É notável, portanto que, os principais documentos antigos da Igreja cristã (Credo Apostólico, Catecismo de Heidelberg, Confissão Belga, Segunda Confissão Helvética e a Confissão de Fé de Westminster) acreditavam, afirmavam e declaravam a catolicidade da igreja e da fé cristã, ou seja, a igreja cristã é uma comunhão de todos os verdadeiros cristãos em todos os lugares e épocas, no decorrer da história. Uma igreja que não está restrita à um determinado tempo, local ou denominação, mas que é gerada e preservada pelo evangelho, e sustentada pela graça de Deus por toda a eternidade.

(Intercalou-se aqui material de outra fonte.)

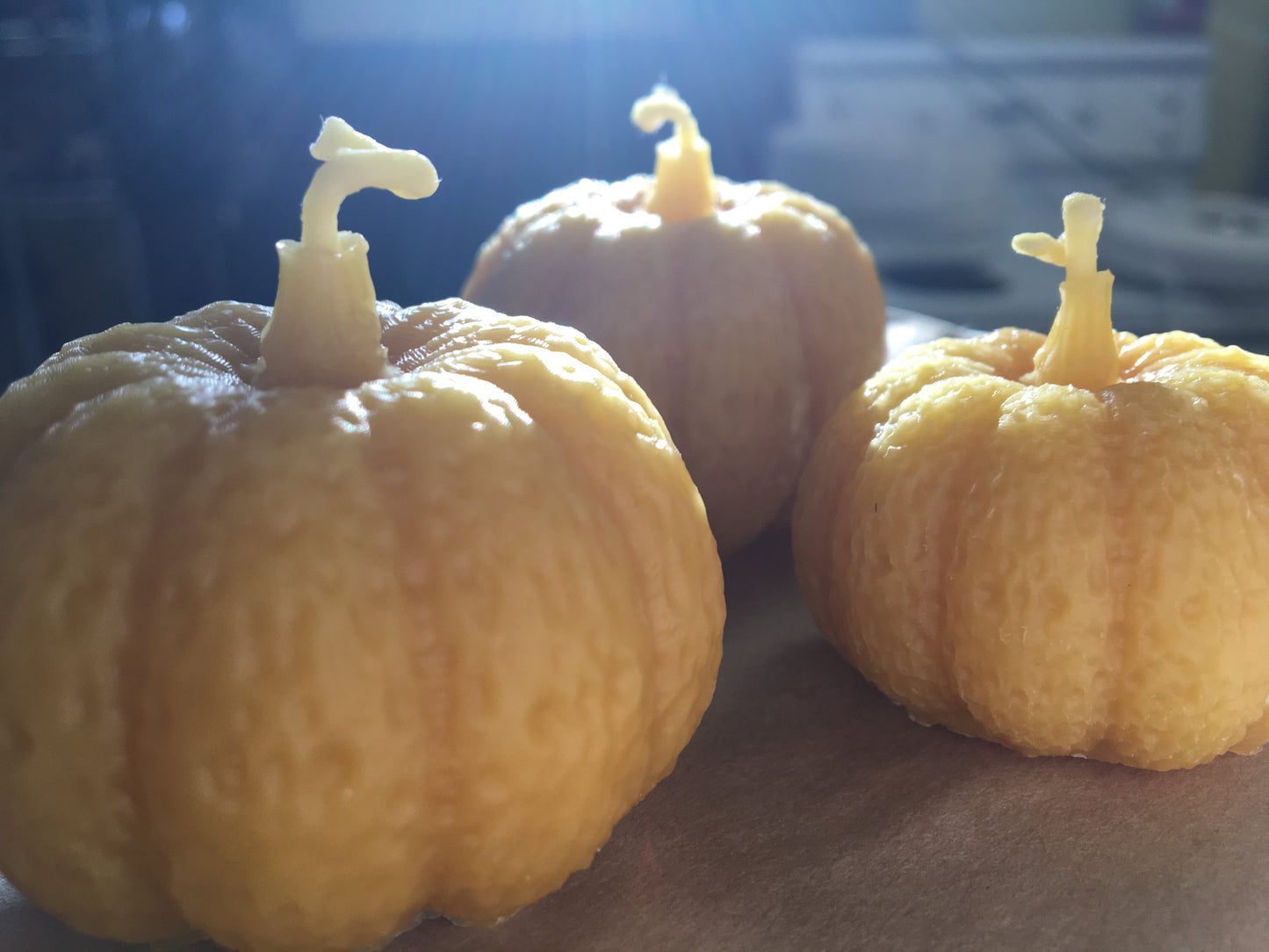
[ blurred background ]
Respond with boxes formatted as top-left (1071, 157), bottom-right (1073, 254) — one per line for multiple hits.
top-left (0, 0), bottom-right (1269, 385)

Portanto, faz-se necessário resgatar a catolicidade da igreja e da fé cristã nos dias de hoje, se quisermos uma melhor compreensão do evangelho e da missão da igreja neste mundo. Os principais documentos se referiam à igreja católica, e hoje, nós não precisamos ter medo de referir à nossa fé cristã como sendo católica, contanto que não façamos confusão com a errônea concepção de catolicismo da Igreja de Roma. Mas porque esta compreensão é importante para nossa fé e nossa missão neste mundo?
II. A Catolicidade na Prática
Em 1888, o teólogo holandês Herman Bavinck, em um artigo sobre a catolicidade do cristianismo e da igreja , escreveu que catolicidade possui três significados: (1) Se refere à “Igreja como um todo unificado, em contraste com as congregações locais dispersas que compõem o todo e são incluídas na mesma. A igreja local pode, no entanto, legitimamente chamar-se católica porque ela se liga à Igreja universal”. (2) Catolicidade também se refere à unidade da igreja como abrangendo todos os crentes de todas as nações, em todos os tempos e lugares.” (3) E em terceiro lugar, a catolicidade se refere à “totalidade da experiência humana”. Ele diz que o termo catolicidade “perfeitamente possui todas as doutrinas relativas tanto as coisas visíveis quanto invisíveis que os seres humanos precisam saber; ela fornece cura para todos os tipos de pecado, seja do corpo ou da alma; ela produz todas as virtudes e boas obras, e partilha de todos os dons espirituais.” – Em outra palavras, Bavinck já falava do “evangelho todo, para o homem todo, para todos os homens”. É sobre isso que a catolicidade da igreja nos fala.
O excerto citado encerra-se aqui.